Results of multigene panel testing in familial cancer cases without genetic cause demonstrated by single gene testing.

Dominguez-Valentin M1, Nakken S2,3, Tubeuf H4,5, Vodak D2, Ekstrøm PO2, Nissen AM6,7, Morak M6,7, Holinski-Feder E6,7, Holth A8, Capella G9, Davidson B8,10, Evans DG11,12, Martins A4, Møller P2,13, Hovig E2,14.

Author information

1: Department of Tumor Biology, Institute for Cancer Research, Oslo University Hospital, Oslo, Norway. mev.dominguez.valentin@rr-research.no.
2: Department of Tumor Biology, Institute for Cancer Research, Oslo University Hospital, Oslo, Norway.
3: Centre for Cancer Cell Reprogramming, Institute of Clinical Medicine, Faculty of Medicine, University of Oslo, Oslo, Norway.
4: Inserm-U1245, UNIROUEN, Normandie Univ, Normandy Centre for Genomic and Personalized Medicine, Rouen, France.
5: Interactive Biosoftware, Rouen, France.
6: Medizinische Klinik und Poliklinik IV, Campus Innenstadt, Klinikum der Universität München, Ziemssenstr. 1, Munich, Germany.
7: MGZ-Medizinisch Genetisches Zentrum, Munich, Germany.
8: Department of Pathology, Oslo University Hospital, Norwegian Radium Hospital, Oslo, Norway.
9: Hereditary Cancer Program, Catalan Institute of Oncology, Insititut d'Investigació Biomèdica de Bellvitge (IDIBELL), ONCOBELL Program, L'Hospitalet de Llobregat, Barcelona, Spain, and Centro de Investigación Biomédica en Red de Cáncer (CIBERONC), Barcelona, Spain.
10: University of Oslo, Faculty of Medicine, Institute of Clinical Medicine, N-, 0316, Oslo, Norway.
11: Department of Genomic Medicine, Division of Evolution and Genomic Sciences, The University of Manchester, Manchester Academic Health Science Centre, St. Mary's Hospital, Manchester, United Kingdom.
12: Prevent Breast Cancer Centre, Wythenshawe Hospital, Southmoor Road, Manchester, United Kingdom.
13: Department of Human Medicine, Universität Witten/Herdecke, Wuppertal, Germany.
14: Department of Informatics, University of Oslo, Oslo, Norway.

Abstract

We have surveyed 191 prospectively sampled familial cancer patients with no previously detected pathogenic variant in the BRCA1/2, PTEN, TP53 or DNA mismatch repair genes.
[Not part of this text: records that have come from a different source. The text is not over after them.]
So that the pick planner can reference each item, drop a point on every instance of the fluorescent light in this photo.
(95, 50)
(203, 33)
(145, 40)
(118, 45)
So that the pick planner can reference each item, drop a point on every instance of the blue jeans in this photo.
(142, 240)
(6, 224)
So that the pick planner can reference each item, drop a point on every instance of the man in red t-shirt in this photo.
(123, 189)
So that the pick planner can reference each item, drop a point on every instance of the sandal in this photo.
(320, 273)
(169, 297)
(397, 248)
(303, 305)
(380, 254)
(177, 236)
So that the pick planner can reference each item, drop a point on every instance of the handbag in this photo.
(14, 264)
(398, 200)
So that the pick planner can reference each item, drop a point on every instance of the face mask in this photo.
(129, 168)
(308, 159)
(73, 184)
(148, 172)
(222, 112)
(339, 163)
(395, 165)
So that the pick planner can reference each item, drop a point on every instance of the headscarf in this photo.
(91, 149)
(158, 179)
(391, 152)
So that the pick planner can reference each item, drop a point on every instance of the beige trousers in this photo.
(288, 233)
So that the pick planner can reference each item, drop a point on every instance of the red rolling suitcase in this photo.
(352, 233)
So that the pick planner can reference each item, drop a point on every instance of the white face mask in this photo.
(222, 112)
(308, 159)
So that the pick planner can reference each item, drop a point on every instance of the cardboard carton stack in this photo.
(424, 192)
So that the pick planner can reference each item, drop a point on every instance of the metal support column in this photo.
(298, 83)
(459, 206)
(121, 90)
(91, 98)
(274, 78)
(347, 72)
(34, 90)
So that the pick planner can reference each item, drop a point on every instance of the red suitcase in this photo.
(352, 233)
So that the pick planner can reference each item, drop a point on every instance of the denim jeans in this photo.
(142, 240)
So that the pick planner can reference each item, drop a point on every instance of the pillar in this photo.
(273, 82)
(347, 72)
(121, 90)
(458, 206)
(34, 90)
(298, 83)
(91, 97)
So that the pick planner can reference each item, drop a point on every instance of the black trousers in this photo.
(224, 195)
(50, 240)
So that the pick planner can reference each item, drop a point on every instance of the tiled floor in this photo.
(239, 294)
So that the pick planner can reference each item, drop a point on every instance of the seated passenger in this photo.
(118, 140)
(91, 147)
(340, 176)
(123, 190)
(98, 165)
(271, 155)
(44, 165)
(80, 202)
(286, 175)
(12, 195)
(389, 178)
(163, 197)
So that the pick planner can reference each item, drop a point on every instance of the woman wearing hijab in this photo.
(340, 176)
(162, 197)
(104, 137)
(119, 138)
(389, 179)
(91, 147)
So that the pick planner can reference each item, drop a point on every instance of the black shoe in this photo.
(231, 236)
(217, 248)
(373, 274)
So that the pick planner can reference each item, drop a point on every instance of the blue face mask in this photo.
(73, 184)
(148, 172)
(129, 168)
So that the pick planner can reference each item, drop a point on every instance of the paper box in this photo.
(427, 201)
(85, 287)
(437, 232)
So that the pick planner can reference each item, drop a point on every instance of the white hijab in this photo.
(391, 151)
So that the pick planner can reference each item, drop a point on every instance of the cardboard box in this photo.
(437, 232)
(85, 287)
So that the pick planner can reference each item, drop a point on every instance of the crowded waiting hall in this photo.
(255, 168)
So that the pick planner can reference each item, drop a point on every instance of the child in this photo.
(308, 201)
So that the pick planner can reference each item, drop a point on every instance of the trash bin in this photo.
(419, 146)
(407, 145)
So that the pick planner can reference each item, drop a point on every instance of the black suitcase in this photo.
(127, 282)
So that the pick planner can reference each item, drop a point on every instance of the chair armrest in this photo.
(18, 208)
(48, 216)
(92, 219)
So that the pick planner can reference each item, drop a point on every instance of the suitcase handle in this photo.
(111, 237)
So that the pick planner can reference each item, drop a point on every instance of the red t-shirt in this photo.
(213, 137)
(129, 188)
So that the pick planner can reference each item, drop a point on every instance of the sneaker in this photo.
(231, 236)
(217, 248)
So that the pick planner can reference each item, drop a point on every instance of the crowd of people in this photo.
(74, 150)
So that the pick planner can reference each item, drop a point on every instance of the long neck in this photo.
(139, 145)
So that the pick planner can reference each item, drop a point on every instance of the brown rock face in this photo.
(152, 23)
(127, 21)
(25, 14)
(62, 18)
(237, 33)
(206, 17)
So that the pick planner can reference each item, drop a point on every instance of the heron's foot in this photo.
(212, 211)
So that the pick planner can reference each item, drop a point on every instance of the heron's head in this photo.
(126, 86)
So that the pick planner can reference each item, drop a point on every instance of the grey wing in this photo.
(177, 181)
In all, 138 breast cancer (BC) cases, 34 colorectal cancer (CRC) and 19 multiple early-onset cancers were included. A panel of 44 cancer-predisposing genes identified 5% (9/191) pathogenic or likely pathogenic variants and 87 variants of uncertain significance (VUS). Pathogenic or likely pathogenic variants were identified mostly in familial BC individuals (7/9) and were located in 5 genes: ATM (3), BRCA2 (1), CHEK2 (1), MSH6 (1) and MUTYH (1), followed by multiple early-onset (2/9) individuals, affecting the CHEK2 and ATM genes. Eleven of the 87 VUS were tested, and 4/11 were found to have an impact on splicing by using a minigene splicing assay. We here report for the first time the splicing anomalies using this assay for the variants ATM c.3806A > G and BUB1 c.677C > T, whereas CHEK1 c.61G > A did not result in any detectable splicing anomaly. Our study confirms the presence of pathogenic or likely pathogenic variants in genes that are not routinely tested in the context of the above-mentioned clinical phenotypes. Interestingly, more than half of the pathogenic germline variants were found in the moderately penetrant ATM and CHEK2 genes, where only truncating variants from these genes are recommended to be reported in clinical genetic testing practice.